Cacém, 20 de abril de 2043
Em pleno século XXI, o da suposta valorização de minorias, num lugar remoto do nosso Brasil, escuto narrativas de culturas destruídas. Como aquela que nos fala de um astrônomo que visita uma aldeia, instala a sua luneta e convida um jovem indígena a espreitar constelações.
“Consegues ver a constelação de escorpião?” – pergunta o astrônomo.
“Não. Eu vejo a da onça. O pajé me disse…– responde o jovem.
“Onça? Nada disso! Sou astrônomo. O que tu viste foi a constelação de escorpião.”
Decorridos dois anos, o cientista reencontra o mesmo jovem na universidade. E renova a pergunta:
“Então, meu jovem, já consegues ver o escorpião?”
O jovem indígena responde:
“Consigo ver o escorpião, sim. Mas deixei de ver a onça. Houve um dia em que o escorpião matou a onça.
Ruído na comunicação? Milton Santos dizia ser a comunicação “uma troca de emoção”
Milton sofreu na negra pele um duplo ostracismo. A de um racismo estrutural e uma incomunicabilidade, que não o coibiu de ser um semeador de paz. O seu exemplo nos ajudou a continuar pugnando pelo fim de um tempo em que ainda existiam “duas classes sociais: as dos que não comem e as dos que não dormiam com medo da revolução dos que não comiam.
É bem verdade que, se na pré-história os homens das cavernas viviam em bandos para se defenderem dos predadores, os homens dos idos de vinte viviam em bandos para depredar.

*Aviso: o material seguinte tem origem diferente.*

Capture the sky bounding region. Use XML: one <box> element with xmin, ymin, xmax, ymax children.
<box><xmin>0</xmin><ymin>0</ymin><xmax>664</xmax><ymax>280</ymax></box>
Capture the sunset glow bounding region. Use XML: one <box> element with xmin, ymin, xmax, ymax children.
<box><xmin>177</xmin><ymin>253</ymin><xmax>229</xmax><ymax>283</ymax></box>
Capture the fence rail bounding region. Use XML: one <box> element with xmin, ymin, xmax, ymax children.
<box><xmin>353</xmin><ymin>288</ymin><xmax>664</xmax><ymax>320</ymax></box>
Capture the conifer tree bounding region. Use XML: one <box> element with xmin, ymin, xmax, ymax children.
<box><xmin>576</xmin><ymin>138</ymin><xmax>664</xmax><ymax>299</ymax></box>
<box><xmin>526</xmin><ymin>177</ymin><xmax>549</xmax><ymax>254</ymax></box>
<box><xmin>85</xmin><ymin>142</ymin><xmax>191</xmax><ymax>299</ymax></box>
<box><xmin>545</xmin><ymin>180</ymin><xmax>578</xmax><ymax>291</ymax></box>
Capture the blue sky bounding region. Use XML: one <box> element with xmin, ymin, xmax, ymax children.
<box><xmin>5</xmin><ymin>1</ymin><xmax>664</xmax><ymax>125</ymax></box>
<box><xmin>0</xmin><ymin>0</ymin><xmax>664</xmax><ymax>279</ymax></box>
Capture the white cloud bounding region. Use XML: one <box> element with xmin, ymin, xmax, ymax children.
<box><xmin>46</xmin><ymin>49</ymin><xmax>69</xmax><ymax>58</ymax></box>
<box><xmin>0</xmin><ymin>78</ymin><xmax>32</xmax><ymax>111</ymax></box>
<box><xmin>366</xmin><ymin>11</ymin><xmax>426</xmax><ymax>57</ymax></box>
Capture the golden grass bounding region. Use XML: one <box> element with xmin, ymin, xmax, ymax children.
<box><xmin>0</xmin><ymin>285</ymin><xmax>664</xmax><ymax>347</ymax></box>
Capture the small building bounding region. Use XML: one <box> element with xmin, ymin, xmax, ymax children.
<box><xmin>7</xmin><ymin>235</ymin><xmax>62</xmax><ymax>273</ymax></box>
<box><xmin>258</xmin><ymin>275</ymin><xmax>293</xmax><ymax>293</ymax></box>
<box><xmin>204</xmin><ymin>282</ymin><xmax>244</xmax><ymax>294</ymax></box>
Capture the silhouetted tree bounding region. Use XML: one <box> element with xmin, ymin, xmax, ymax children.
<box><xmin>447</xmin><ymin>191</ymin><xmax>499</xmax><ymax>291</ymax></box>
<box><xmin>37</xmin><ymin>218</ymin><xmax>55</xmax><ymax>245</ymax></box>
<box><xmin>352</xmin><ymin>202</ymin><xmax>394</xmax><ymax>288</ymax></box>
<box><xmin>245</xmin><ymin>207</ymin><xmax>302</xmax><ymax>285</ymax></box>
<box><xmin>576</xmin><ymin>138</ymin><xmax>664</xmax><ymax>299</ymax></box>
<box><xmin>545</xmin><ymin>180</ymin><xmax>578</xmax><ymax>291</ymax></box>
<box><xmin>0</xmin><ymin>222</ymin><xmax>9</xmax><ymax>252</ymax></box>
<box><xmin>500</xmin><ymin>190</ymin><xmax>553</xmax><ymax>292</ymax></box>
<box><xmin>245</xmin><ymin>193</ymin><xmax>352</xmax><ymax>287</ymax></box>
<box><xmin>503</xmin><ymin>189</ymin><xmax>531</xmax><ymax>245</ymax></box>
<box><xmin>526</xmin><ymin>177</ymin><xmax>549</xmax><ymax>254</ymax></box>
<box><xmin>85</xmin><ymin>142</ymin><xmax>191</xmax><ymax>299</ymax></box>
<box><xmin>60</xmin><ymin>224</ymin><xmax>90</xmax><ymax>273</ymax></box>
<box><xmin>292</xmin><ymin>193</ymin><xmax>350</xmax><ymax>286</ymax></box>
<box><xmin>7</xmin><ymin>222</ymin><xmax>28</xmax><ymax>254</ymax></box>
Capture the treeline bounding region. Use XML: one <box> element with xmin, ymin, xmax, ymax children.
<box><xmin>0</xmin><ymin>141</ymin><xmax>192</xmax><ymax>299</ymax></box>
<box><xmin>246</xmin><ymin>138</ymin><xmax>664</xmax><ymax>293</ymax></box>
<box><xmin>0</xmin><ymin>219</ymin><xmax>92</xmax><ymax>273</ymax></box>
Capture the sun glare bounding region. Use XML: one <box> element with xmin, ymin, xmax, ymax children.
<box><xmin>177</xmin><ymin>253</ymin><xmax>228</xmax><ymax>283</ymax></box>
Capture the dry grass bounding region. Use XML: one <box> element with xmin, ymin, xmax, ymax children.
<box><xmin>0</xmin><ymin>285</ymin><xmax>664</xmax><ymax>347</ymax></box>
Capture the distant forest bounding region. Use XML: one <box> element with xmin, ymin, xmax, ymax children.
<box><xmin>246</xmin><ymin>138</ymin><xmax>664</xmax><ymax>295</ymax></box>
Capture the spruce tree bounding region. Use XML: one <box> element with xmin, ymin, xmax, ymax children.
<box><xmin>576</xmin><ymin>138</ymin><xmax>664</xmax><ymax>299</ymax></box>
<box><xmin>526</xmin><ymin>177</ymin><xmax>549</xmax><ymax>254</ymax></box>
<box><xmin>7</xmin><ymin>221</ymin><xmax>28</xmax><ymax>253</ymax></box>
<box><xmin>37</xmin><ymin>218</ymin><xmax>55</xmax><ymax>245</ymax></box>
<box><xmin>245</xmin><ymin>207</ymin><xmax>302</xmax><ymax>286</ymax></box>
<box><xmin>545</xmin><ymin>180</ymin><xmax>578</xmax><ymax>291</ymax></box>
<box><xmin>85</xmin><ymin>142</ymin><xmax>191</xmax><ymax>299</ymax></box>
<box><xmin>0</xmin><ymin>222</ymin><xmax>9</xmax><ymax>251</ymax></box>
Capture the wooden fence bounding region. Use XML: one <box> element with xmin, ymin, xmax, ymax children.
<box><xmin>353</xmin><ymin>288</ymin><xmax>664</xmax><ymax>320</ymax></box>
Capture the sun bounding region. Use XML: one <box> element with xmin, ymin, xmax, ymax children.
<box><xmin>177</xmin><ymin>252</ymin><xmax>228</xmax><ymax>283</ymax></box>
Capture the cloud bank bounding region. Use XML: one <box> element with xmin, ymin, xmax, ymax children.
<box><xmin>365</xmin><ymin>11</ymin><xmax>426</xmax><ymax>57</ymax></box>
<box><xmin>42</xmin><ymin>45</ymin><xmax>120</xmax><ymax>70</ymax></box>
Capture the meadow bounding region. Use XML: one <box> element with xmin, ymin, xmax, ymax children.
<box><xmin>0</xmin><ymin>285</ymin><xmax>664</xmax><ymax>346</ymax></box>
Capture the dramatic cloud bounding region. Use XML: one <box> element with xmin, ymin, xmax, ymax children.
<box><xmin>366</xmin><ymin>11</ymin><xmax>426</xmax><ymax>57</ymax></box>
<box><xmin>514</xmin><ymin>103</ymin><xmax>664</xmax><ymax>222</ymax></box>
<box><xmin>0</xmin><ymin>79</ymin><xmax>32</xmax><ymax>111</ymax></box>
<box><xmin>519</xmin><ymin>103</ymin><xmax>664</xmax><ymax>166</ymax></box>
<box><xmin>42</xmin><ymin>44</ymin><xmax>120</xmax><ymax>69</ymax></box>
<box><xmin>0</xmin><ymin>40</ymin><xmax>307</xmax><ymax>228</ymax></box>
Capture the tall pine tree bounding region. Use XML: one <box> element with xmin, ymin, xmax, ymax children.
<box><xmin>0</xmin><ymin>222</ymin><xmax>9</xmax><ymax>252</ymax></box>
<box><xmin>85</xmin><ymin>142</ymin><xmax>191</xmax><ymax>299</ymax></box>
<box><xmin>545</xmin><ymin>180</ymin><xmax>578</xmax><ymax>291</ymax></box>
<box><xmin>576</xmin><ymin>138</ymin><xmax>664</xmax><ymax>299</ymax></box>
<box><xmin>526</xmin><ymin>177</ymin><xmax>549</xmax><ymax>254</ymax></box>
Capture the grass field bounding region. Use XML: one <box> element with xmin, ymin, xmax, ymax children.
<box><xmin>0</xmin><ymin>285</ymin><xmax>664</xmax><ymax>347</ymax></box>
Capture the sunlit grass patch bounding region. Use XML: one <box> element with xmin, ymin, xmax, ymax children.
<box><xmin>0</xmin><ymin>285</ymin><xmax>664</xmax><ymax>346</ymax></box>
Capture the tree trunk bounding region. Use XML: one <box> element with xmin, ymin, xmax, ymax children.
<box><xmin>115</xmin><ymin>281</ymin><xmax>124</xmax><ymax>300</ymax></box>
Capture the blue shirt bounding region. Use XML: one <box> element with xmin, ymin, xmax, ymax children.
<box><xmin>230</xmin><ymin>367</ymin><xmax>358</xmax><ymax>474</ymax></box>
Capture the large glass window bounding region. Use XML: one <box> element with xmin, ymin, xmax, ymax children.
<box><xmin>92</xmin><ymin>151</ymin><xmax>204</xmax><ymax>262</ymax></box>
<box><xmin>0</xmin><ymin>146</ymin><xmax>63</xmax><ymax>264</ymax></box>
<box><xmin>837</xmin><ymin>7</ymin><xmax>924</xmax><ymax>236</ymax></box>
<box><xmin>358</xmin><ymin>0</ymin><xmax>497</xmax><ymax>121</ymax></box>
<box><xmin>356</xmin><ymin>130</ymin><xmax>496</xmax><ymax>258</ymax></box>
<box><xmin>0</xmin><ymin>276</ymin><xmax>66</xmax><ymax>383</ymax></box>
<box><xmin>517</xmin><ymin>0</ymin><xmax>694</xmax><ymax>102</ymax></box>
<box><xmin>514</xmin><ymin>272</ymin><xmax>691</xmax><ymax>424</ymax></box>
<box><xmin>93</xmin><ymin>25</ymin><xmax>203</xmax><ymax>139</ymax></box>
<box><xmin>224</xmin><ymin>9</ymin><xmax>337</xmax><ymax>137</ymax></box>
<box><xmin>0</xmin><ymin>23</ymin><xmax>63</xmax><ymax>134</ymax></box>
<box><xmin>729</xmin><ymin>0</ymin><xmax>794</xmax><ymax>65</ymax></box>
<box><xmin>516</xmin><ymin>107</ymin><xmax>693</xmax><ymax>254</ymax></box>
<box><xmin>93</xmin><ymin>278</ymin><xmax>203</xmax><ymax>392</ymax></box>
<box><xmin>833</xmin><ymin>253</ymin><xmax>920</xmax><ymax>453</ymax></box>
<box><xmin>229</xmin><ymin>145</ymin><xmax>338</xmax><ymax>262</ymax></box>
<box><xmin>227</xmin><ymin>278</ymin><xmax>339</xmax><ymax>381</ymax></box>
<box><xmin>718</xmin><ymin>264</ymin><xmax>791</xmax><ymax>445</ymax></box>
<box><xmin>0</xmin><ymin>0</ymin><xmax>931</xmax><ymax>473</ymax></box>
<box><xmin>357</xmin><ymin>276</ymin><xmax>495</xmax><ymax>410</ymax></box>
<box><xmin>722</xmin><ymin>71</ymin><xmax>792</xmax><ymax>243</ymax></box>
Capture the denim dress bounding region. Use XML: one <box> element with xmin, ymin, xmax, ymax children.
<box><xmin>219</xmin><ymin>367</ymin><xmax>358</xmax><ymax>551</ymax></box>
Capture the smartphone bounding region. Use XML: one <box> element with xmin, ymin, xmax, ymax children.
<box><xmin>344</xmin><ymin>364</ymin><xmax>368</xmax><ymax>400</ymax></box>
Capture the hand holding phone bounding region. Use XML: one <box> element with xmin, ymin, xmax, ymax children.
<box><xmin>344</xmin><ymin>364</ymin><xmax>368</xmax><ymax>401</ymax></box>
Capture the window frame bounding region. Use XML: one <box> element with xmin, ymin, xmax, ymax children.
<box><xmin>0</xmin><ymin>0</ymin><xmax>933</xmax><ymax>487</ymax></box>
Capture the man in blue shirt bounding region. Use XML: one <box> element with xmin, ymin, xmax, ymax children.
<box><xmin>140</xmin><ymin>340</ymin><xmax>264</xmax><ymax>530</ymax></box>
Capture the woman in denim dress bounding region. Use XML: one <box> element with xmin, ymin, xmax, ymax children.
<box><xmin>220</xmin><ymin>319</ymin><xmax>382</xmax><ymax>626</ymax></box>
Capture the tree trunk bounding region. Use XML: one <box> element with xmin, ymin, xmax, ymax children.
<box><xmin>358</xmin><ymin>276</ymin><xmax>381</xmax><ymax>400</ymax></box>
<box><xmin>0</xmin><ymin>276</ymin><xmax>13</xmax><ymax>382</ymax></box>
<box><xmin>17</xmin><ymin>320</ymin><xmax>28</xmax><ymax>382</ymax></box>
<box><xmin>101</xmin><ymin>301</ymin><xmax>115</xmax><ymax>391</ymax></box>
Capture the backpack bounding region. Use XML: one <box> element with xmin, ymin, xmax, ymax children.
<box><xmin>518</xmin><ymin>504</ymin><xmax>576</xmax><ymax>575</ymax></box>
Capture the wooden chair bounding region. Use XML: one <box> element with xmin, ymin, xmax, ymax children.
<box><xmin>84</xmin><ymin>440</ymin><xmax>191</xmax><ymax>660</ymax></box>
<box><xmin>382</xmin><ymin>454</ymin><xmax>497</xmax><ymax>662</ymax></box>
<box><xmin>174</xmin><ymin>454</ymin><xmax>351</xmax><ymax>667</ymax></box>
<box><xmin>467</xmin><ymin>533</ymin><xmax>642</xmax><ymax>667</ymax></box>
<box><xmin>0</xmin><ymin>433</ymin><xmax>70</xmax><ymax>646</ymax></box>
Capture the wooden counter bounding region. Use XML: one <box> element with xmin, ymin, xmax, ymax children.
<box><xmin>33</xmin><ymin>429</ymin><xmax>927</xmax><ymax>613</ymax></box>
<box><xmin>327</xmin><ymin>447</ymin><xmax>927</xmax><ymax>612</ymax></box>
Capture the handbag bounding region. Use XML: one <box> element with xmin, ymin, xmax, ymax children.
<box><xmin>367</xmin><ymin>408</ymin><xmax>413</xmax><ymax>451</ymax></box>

Mas, na humana geografia do sul, Milton abria caminhos para uma cidadania plena.
Geógrafo eminente, sabia o que faltava ao Brasil, para que fosse um Brasil fraterno, comunitário. Sabia que seria necessário juntar num mesmo território a educação escolar com a educação familiar e social, adotar princípios definidores de uma nova cultura pessoal e profissional do educador.
Milton sabia que a teorização das práticas não antecedia a prática teorizada, que a dificuldade de comunicar justificava a busca de teoria, com vista a uma práxis coerente.
Era errado pensar que a teoria precedia a prática, assim como errava aquele que na prática desprezava a teoria. A necessária reelaboração cultural requeria a alteração de padrões atitudinais, que eram complexos e de modificação gradual. Nesses processos de transformação, urgia considerar um renovado conceito no campo da formação: o isomorfismo.
Dito em código restrito: o modo como o professor aprendia era o exato modo como o professor ensinava. Seria inútil “capacitar incapacitados”, que alguém servisse o Piaget em dez aulas, quando nunca o praticou. Quando o professor-capacitado voltasse à sala de aula, o Piaget já lá não estaria.
No condomínio de luxo, como nas favelas, foram destruídas as redes de vizinhança, a convivência fraterna. Também por isso, numa formação experiencial em círculo de proximidade ou de vizinhança, na génese de uma nova construção social, deveríamos priorizar a necessidade da transformação do professor-objeto de formação em professor-sujeito no contexto de uma equipe de projeto, na dignidade do exercício de uma profissão-fulcro de mudança social.
Quando perguntaram a Orson Wells como havia conseguido, em seu primeiro filme, realizar uma obra-prima nunca superada na história do cinema, diz-se que terá respondido:
“Por ignorância, porque eu achava que se podia fazer tudo em cinema.”
Netos queridos, na mesma linha de raciocínio e na intenção de provocar a vossa curiosidade, cito Freire:
“Criar o que não existe ainda deve ser a pretensão de todo sujeito que está vivo.”
Isto é: reelaborar o conceito de comunidades de aprendizagem, conceber uma nova construção social é construir um inédito viável.